Daniel S. Freeman
Tomek Augustyn

Learning by doing: The VR kitchen

How building a kitchen out of paper helped us learn more about VR.

In the last few years, we have seen an explosion of new digital platforms such as artificial intelligence, gesture control, smart watches and virtual reality. This represents a continual challenge for companies to understand what benefits or threats each platform represents as well as how and when to act.

Countless reports and industry forecasts add to the hype of VR but most companies find it hard to relate to many of the examples portrayed. We recognise the potential of virtual reality for gaming, but what does it mean for a supermarket, an airline or a builder? The truth is that nobody knows. No-one can truly divulge the potential of a new platform to their business until it’s too late and the opportunity has swept by.

Learning by doing is the key.

The challenge

We challenged the Fjord Stockholm studio with a lunchtime workshop to come up with ideas for VR services and pitch them with a video prototype. Many great concepts ensued but the winner was in an unexpected industry sector – Insurance.

The idea was VR Kitchen: A gamified experience of a virtual kitchen where users could explore and identify potential hazards, build awareness and prevent accidents. For an insurance company, it’s valuable to build more meaningful relationships with their customers and have a contact beyond those difficult moments when customers need to make a claim or renew their policy.

We then tested this idea with a three week “fast track” innovation sprint. We saw that it’s time-consuming to use 3D modeling to build a realistic environment, so we got the help of Kwan Silkestrand and Sandra Öster, visual designers at Fjord, to lead the construction of a miniature kitchen out of cardboard and paper!  Note the tiled floors being made possible by the trusty Post-It notes – is there no end to their use?

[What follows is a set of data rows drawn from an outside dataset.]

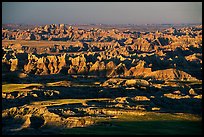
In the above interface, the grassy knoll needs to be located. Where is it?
[61,113,202,135]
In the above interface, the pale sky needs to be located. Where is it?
[2,2,202,24]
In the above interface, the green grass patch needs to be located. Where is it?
[61,113,202,135]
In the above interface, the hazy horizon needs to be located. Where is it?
[2,2,202,24]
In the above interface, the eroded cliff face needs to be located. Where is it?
[2,24,202,80]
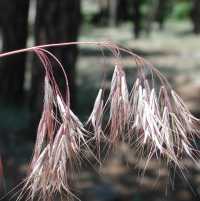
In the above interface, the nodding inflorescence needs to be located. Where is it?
[0,42,199,200]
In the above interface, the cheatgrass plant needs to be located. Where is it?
[0,42,199,200]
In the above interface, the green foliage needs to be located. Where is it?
[172,1,192,20]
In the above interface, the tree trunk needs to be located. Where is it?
[133,0,142,38]
[0,0,29,105]
[109,0,118,26]
[191,0,200,34]
[30,0,81,129]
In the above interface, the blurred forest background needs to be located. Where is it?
[0,0,200,201]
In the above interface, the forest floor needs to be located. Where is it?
[1,21,200,201]
[74,21,200,201]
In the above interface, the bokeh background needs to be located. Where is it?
[0,0,200,201]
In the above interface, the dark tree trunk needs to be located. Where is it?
[133,0,142,38]
[30,0,81,130]
[0,0,29,105]
[191,0,200,34]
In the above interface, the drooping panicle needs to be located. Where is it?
[108,65,130,145]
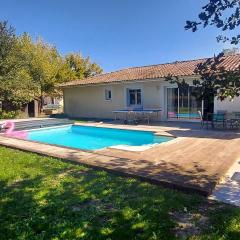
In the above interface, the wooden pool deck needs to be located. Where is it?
[0,123,240,195]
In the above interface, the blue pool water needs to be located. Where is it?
[28,125,172,150]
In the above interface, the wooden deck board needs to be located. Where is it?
[0,121,240,195]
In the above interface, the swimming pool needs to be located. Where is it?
[28,125,172,150]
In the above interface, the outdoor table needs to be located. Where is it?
[113,109,162,124]
[226,118,240,128]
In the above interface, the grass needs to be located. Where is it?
[0,147,240,240]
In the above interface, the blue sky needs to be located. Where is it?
[0,0,233,72]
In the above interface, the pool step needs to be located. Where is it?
[3,118,74,130]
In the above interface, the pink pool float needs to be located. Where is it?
[3,121,28,139]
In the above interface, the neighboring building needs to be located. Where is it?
[61,54,240,120]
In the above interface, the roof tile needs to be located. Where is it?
[60,54,240,87]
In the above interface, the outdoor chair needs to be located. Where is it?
[198,111,205,128]
[212,111,226,128]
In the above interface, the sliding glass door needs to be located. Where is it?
[167,87,203,119]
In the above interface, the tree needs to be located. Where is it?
[0,21,35,111]
[166,53,240,101]
[166,0,240,100]
[0,21,102,114]
[185,0,240,44]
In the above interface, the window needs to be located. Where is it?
[105,89,112,101]
[127,89,142,106]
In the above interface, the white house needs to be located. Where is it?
[61,54,240,120]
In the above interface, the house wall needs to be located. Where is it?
[214,97,240,113]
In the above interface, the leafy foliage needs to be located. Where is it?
[185,0,240,44]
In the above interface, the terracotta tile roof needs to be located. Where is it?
[60,54,240,87]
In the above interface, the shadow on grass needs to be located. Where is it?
[0,149,237,239]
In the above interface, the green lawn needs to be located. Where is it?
[0,147,240,240]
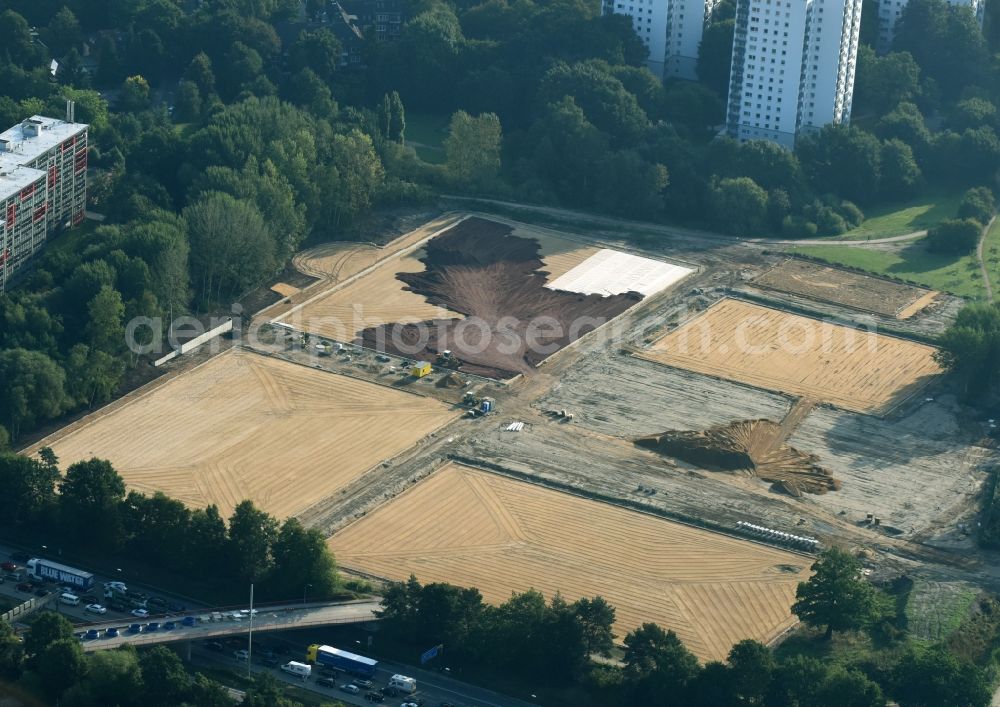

Once complete, we set about the challenge of digitising the physical model. Our Creative Tech team, Kim Eriksson and Adrien Lavisiera, took care of the photography process. We made use of the 360fly camera to scan the space (we recommend the 4K version). This unit handles both photography and video recording and is essentially a connected camera with a fish-eye lens on top. We suspended the camera upside down from the ceiling in order to capture the floor of the kitchen. It was important to get the right sense of perspective and the height of the camera played an important factor since taking a photo too low or too high would make the experience too disorientating for users.

The next step was to build a mobile browser-based web application that allowed users to easily access the experience. This was important since it enabled anyone to interact without downloading an app – users need to simply go to the website and put their phone into a Google Cardboard VR viewer. Our Creative Technology Lead, Tomek Augustyn, proposed a framework called A-Frame that allowed us to design this experience with a simple HTML-like mark-up language.

Interactivity in a VR space is a little tricky – Google Cardboard has a synthetic button that translates a finger touch into a screen tap. Whilst useful, in practice we found that this was not a reliable way to interact since many people’s screen protection and cases interfered with the button, leading to a poor user experience – in the future we will go with a simpler form of interaction that allows the user to interact with objects just by fixing their gaze on them for a short time.

The concept “as-is” can be tested at https://hpbf.fjordnet.com/ in Safari browser on Apple iPhone 6 (and above). It works with and without a standard Google Cardboard viewer.


The learnings

Rapid Innovation is an extremely useful approach to learn and develop, especially when dealing with new technologies.

During these three weeks, we learned a huge amount about the practicalities of creating a VR experience as well as applying VR in a new way to help broader industries. From a user perspective, people are cautious about trying out new experiences and conscious of spinning around with a device attached to their faces – especially in a public space! Nonetheless, it was clear that even Cardboard-based VR is immersive and can create a meaningful experience for people – this emotional connection is something valuable for companies seeking to build a relationship with their customers.